The API used this method in 2023 to attempt to stall the transition to electric vehicles, saying in a statement to the US Environmental Protection Authority that proposed changes “could negatively impact US energy security if vehicle technologies are shifted to zero emissions vehicles in the exponential rate that the proposal would likely entail, as it would increase the country’s dependence upon foreign sources for needed minerals forgoing the use of existing US resources”.
“[These findings] confirm that oil and gas companies continue to rely on trade associations to do much of their work on lobbying,” Rory Sullivan, CEO of Chronos Sustainability, told ESG Investor.
What should investors do?
Investors may not have power to control the acts of industry associations, but they can pressure the oil and gas companies that are members of those bodies, Holen said – adding they should focus on those who are clearly misaligned with the associations they are members of.

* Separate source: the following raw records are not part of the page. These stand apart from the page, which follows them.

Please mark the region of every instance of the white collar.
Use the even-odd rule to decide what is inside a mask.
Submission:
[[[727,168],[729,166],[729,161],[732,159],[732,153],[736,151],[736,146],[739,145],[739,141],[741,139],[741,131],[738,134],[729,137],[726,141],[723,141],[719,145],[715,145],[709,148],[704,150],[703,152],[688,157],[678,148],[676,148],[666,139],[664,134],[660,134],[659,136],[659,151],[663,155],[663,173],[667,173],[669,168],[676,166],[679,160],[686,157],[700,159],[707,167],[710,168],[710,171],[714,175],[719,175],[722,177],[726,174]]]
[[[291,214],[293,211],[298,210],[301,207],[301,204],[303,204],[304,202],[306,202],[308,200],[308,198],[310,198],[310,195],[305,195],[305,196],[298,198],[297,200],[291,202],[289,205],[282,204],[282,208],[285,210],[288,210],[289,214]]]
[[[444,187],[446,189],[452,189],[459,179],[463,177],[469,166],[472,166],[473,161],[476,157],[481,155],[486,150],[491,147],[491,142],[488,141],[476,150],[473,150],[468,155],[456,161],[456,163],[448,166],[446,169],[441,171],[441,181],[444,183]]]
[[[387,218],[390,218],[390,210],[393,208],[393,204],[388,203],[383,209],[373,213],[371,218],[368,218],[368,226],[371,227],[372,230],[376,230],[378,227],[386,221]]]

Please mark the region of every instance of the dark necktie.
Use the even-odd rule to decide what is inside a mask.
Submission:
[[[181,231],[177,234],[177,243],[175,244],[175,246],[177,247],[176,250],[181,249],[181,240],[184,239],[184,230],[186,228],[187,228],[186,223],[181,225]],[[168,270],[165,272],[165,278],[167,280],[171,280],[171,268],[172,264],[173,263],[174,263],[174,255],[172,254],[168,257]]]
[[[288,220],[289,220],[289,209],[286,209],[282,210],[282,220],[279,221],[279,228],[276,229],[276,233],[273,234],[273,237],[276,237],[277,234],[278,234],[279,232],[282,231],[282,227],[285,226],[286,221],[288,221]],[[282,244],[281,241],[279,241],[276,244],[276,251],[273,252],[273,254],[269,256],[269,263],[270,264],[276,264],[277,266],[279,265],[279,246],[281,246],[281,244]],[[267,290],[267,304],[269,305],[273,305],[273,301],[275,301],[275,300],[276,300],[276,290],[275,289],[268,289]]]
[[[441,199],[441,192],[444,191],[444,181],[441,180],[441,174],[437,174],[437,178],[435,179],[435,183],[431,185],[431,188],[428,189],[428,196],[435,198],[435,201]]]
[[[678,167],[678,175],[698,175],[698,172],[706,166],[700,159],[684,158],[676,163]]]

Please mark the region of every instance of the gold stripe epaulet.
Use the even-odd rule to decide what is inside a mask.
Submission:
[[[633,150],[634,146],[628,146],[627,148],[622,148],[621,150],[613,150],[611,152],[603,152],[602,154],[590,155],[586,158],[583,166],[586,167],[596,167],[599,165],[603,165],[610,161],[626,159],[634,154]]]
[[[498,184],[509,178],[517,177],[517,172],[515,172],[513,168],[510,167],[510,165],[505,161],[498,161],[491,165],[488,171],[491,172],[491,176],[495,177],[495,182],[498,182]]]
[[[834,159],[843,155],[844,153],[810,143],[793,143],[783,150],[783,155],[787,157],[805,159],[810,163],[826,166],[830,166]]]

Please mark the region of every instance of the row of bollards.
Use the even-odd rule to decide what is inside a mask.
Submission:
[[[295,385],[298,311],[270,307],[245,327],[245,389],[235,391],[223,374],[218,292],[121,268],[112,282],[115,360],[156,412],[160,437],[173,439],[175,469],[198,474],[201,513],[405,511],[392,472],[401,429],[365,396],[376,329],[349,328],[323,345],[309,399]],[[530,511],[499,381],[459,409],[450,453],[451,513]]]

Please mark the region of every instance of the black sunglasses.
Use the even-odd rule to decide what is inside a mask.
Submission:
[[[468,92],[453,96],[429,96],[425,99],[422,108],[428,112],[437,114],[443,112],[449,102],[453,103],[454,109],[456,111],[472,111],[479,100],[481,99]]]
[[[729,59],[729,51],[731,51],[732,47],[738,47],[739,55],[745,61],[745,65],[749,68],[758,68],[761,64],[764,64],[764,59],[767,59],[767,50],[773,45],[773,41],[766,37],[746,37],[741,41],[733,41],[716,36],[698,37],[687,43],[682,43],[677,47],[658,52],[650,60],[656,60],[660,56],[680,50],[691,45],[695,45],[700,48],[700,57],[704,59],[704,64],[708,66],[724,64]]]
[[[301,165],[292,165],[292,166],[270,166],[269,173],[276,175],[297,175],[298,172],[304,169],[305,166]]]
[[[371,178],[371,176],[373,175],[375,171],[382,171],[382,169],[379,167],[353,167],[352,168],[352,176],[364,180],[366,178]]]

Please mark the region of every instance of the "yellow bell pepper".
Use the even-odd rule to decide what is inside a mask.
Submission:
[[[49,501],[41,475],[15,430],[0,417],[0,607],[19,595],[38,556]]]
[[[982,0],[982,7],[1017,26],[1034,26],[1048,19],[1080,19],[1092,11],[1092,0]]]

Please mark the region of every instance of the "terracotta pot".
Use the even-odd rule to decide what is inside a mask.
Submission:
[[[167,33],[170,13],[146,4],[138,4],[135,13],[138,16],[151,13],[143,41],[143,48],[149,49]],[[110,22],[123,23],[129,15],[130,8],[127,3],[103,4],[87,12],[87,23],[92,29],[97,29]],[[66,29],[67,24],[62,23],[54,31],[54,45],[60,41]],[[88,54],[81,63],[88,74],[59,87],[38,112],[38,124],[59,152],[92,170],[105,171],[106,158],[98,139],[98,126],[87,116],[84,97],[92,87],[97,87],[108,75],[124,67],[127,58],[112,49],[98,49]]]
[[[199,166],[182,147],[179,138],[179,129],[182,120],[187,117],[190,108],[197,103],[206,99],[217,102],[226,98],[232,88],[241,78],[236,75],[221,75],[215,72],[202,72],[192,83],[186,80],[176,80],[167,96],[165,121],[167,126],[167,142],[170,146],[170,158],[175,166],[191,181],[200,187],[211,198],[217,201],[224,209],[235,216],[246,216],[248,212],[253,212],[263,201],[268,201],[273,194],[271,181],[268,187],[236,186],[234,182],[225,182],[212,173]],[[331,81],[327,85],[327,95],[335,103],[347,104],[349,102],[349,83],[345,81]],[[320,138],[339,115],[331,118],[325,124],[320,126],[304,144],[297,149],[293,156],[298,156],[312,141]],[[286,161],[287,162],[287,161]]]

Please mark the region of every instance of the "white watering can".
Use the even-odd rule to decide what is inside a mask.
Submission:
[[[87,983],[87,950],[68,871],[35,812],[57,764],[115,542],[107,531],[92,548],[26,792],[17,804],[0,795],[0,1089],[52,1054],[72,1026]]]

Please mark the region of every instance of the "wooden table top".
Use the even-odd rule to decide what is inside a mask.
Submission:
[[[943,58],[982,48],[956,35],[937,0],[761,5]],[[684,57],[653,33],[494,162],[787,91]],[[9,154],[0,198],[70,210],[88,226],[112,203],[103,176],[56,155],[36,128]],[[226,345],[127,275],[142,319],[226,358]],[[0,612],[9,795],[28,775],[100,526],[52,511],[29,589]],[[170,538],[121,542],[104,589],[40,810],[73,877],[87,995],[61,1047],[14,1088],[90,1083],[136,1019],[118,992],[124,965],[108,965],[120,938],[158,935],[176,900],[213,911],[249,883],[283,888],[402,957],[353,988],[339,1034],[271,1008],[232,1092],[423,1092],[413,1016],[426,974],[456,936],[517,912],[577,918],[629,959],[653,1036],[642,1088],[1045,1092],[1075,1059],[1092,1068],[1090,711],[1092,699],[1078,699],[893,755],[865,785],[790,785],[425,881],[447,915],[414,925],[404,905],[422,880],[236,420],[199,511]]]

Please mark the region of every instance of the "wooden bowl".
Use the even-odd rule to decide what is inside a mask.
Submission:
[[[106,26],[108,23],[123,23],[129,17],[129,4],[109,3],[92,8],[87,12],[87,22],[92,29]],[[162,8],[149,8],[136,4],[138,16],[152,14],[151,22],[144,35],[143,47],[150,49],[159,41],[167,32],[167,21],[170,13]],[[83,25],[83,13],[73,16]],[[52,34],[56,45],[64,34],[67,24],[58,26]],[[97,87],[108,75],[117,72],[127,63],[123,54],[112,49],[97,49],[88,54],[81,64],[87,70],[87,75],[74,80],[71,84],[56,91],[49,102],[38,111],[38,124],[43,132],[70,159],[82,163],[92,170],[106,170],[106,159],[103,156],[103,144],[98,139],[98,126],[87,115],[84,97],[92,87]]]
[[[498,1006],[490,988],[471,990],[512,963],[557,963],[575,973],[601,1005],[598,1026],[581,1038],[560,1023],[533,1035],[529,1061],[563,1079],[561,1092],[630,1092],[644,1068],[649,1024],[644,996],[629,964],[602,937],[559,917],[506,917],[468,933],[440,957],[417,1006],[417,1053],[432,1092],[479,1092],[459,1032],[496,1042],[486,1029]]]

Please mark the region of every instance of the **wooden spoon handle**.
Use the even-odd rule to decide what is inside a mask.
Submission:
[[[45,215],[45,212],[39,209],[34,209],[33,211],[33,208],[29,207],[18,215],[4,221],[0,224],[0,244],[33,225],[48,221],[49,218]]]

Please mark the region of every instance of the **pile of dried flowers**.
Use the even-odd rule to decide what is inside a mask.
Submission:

For example, InfluenceMap gave the API an ‘F’ – the lowest score possible – for its lobbying activities. This is lower than many of its members, including oil majors BP and Shell, and highlights a clear conflict and an opportunity for engagement, Holen argued.
Meanwhile, Sullivan suggested investors looking for guidance on how to approach fossil-fuel lobbying should use the Global Standard on Responsible Climate Lobbying.
The 14-point standard was set up in 2022 by Swedish pension fund AP7, BNP Paribas Asset Management and the Church of England Pensions Board, with support from Chronos. It calls on companies to make formal commitments to responsible climate lobbying, disclose funding and other support they provide to trade associations, and take action if lobbying contradicts the goals of the Paris Agreement.
“The new research from InfluenceMap confirms many of the concerns that led to the development of the global standard,” Sullivan told ESG Investor. “While companies may have clear commitments to reducing emissions and aligning with Paris, these are not being reflected in the messages that they are supporting, the tactics they are using, or the way they are overseeing their trade associations.”